- Hi everyone. My name is Dr. Florian Rader. I am the co-director of the Hypertrophic Cardiomyopathy Centre here at Cedar-Sinai in Los Angeles, California. And I was one of the investigators for the MAVA-LTE trial that I'm going to present at the ACC this year.

Importance of this study

Yeah, I think the backdrop of this study is that since investigators started to unravel the disease of hypertrophic cardiomyopathy, now over more than 60 years ago, there really hasn't been any specifically designed treatment for this disorder. So mavacamten is probably one of the most promising candidates for this role. In addition, it's important to notice that many patients with obstructive hypertrophic cardiomyopathy have significant symptoms and these symptoms are only partially relieved right now with medications.

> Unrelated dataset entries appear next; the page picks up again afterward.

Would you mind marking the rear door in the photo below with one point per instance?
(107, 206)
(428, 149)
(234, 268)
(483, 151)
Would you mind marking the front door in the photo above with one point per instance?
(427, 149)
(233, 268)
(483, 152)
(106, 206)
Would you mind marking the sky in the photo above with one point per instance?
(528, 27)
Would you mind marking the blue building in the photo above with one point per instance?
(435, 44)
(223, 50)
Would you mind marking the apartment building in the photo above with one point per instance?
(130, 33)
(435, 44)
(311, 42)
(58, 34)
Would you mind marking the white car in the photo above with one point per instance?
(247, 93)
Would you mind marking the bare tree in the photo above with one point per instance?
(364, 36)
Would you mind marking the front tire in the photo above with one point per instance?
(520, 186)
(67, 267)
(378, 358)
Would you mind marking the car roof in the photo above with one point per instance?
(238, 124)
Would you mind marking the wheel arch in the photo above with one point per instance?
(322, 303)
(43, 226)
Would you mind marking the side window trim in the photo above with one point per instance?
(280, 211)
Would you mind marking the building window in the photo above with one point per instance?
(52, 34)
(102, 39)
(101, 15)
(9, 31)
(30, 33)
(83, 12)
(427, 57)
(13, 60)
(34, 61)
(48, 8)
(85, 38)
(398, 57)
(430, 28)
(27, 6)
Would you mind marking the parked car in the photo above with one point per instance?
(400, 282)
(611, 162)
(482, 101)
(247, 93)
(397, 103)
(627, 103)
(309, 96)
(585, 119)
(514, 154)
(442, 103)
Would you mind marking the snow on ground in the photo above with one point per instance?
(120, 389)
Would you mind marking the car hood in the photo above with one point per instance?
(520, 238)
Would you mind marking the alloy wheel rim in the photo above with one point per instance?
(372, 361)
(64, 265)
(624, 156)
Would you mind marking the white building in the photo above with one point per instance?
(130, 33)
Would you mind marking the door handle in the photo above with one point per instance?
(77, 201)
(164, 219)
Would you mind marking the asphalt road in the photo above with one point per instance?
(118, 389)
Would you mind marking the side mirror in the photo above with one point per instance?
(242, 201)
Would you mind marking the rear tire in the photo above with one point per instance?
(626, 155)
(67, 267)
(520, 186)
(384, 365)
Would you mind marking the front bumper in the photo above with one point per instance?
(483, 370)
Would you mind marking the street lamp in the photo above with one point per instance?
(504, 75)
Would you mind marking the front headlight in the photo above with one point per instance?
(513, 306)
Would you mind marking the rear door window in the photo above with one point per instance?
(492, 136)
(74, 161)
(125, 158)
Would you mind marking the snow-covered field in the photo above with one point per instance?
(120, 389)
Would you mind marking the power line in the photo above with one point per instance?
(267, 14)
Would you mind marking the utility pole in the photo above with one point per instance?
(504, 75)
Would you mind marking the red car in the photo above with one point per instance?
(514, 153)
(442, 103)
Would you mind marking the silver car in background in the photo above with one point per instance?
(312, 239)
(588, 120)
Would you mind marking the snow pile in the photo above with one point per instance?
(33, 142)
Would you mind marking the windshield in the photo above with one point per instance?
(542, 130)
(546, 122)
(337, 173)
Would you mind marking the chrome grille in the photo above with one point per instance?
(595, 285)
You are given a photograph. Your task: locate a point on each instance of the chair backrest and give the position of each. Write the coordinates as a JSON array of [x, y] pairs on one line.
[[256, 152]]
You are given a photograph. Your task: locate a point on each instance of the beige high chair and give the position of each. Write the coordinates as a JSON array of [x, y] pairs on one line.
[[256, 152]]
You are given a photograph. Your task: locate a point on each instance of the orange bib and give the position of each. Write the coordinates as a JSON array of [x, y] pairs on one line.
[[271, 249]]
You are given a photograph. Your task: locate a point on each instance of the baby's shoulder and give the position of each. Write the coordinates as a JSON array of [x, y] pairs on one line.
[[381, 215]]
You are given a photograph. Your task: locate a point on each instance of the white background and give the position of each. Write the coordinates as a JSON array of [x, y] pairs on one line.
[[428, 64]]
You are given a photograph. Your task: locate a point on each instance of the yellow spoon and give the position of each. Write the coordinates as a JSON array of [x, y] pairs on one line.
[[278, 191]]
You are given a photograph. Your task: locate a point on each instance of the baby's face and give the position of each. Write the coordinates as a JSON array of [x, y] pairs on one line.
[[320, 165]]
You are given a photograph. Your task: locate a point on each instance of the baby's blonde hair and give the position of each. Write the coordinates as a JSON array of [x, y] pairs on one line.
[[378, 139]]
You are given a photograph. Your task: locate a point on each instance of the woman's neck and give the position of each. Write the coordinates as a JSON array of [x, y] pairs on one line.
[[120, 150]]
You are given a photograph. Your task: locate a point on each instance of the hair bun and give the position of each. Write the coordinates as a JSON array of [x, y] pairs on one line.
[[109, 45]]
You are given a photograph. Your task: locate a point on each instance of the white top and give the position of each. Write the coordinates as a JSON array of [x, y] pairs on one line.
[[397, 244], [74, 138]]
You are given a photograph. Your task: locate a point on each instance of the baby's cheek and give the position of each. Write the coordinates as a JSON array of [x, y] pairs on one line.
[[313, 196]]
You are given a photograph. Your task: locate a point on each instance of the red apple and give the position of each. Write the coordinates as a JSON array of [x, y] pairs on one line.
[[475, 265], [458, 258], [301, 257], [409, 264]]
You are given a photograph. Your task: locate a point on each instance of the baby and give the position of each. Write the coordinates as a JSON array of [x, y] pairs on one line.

And many of those have to go on to invasive procedures to relieve the obstruction.

Study design and patient cohort

So the MAVA-LTE study is a long term open label extension of the previous pivotal trial of mavacamten, the EXPLORER-HCM trial for patients with obstructive hypertrophic cardiomyopathy. Those patients who finished the EXPLORER-HCM trial were weaned off mavacemten, and then re-enrolled into the long-term extension study. This is a study we're looking at right now. So this is an ongoing dose-blinded but otherwise open label trial of all patients who previously participated in EXPLORER-HCM. So patients in the MAVA-LTE long-term extension trial will be enrolled or followed for up to 252 weeks. What we're looking at here at this interim analysis is interim outcomes of these patients at a medium follow-up duration of 63 weeks.

Key findings

Yeah, the key findings here are that very similarly to the results in the parent study, EXPLORER-HCM, we found significant reductions in left ventricular outflow tract gradients. So a relief of the obstructive portion of this disorder. We also saw an expected decrease in ejection fraction by about 7 to 9% during follow up. And this is expected because the mechanism of mavacamten does reduce the force of contraction and that's how the obstruction is being relieved. And importantly, I think we also saw that along with very dramatic reductions in NTproBNP levels, sort of a marker of heart failure, improvement status also improved or a functional class, New York Heart Association functional class improved significantly. So specifically there were at week 48, 67.5% who improved at least one New York Heart Association class of shortness of breath.

Considerations for use

So based on these results. So we already know from the EXPLORER-HCM trial that mavacamten is effective for relieving LVT gradients improving functional class and symptom status in patients with obstructive hypertrophic cardiomyopathy. Now we sort of also have learned that longer term extension of the use of this medication is just as effective. And importantly, we now have more follow up data. So we also learned more about the safety of this medication. Overall, the safety profile of this medication was very good. There were of course, a large amount of adverse events recorded during the study. That's how we learn about potential risks of new medications but overall there were no new safety signals in terms of new concerns that would make us require more intense surveillance of echo follow up or pharmacodynamic data that we already knew after EXPLORER-HCM.

Take-home messages

So I think the take-home messages are that mavacamten continues to be the most promising contender for a first specifically designed medication or drug therapy for obstructive hypertrophic cardiomyopathy. And it seems to be extremely effective when it comes to relief of the obstructive portion of hypertrophic cardiomyopathy. It seems to be extremely effective in reducing BMP levels, along with improvements in New York Heart Association Functional class status and another important take home message is that the medication seems to be safe and overall very well tolerated and reductions in injection fraction that only very rarely exceed the level of 50% are in almost all instances reversible. So this medication does seem to be very safe and very useful for clinical practice.

Further research required

I think regulators will continue to look at the outcomes and further interim analysis of this long term extension trial. Like I said, this trial will go on for a total of over 250 weeks. So as we go along, we might learn more about additional ways to manage these patients. We will learn more about the durability of the medication and we will also learn more about the long term safety of this medication and therefore the usefulness in clinical practice. It also will inform, I think the question of how frequently do we have to check echocardiograms for example, to make sure that ejection fraction stays in an optimal range. So I think this will be very important for treating physicians and practitioners but also for regulatory bodies.